The Supreme Court of the United States today heard oral arguments pertaining to two of the Biden administration’s COVID vaccine mandates.

The focus of the hearing was whether to stay or to grant temporary injunctions requested by plaintiffs in a number of lawsuits challenging the emergency mandates for millions of Americans.

The two  mandates in question include one imposed on private businesses with 100 or more employees, and the one for healthcare facilities participating in the Medicare or Medicaid programs.

The judges did not rule today and gave no indication as to how quickly the court will issue orders.

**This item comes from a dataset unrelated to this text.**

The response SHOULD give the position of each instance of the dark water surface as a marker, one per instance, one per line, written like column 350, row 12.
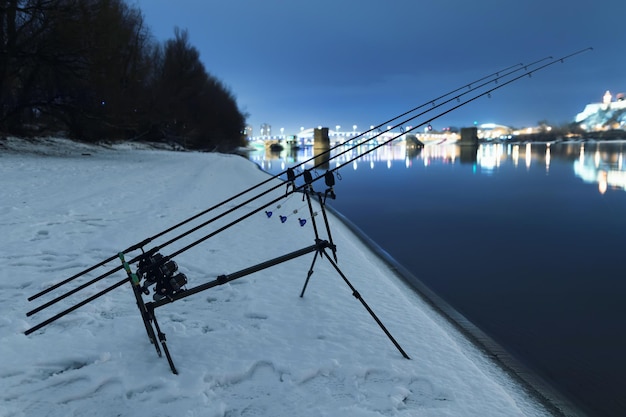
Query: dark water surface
column 526, row 241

Mandate penalties enforced by the Occupational Safety and Health Administration (OSHA) are scheduled to begin next week for large private employers.

According to The New York Times, members of the Supreme Court’s conservative majority appeared skeptical that the Biden administration had the legal power to impose a mandate requiring the nation’s large employers to require workers to be vaccinated against COVID or to undergo frequent testing.

But in a separate challenge regarding the U.S. Department of Health and Human Services’ Centers for Medicare & Medicaid Services (CMS) mandate for healthcare workers and facilities, some justices appeared more open to vaccine requirements for certain healthcare workers, CNN reported.

The more liberal justices defended the government’s ability to impose vaccine mandates, citing concerns over Omicron, which Justice Sonya Sotomayor claimed was more deadly to the unvaccinated than the Delta variant.

Sotomayor also expressed concern over the 100,000 children she said were hospitalized, many of whom are on ventilators.

“We have over 100,000 children,” Justice Sotomayor said, “which we’ve never had before, in serious condition and many on ventilators. So saying it’s a workplace variant just underscores the fact that without some workplace rules with respect to vaccines or encouraging vaccines because this is not a vaccine mandate.”

The liberal justices said vaccine mandates were a needed response to the public health crisis, which Justice Stephen Breyer said caused 750,000 million new COVID cases yesterday in the U.S. — more than double the U.S. population.

“We know the best way to prevent spread is for people to get vaccinated,” Justice Elena Kagan said.

Chief Justice John Roberts, Jr. and Justice Neil Gorsuch said the states and Congress, rather than a federal agency, were better equipped to address the pandemic in the nation’s workplaces.

Justice Amy Coney Barrett said the OSHA regulation appeared to reach too broadly in covering all large employers, while Justices Gorsuch and Justice Brett Kavanaugh suggested the governing statute had not authorized the agency to impose the mandate clearly, given what was at stake politically and economically.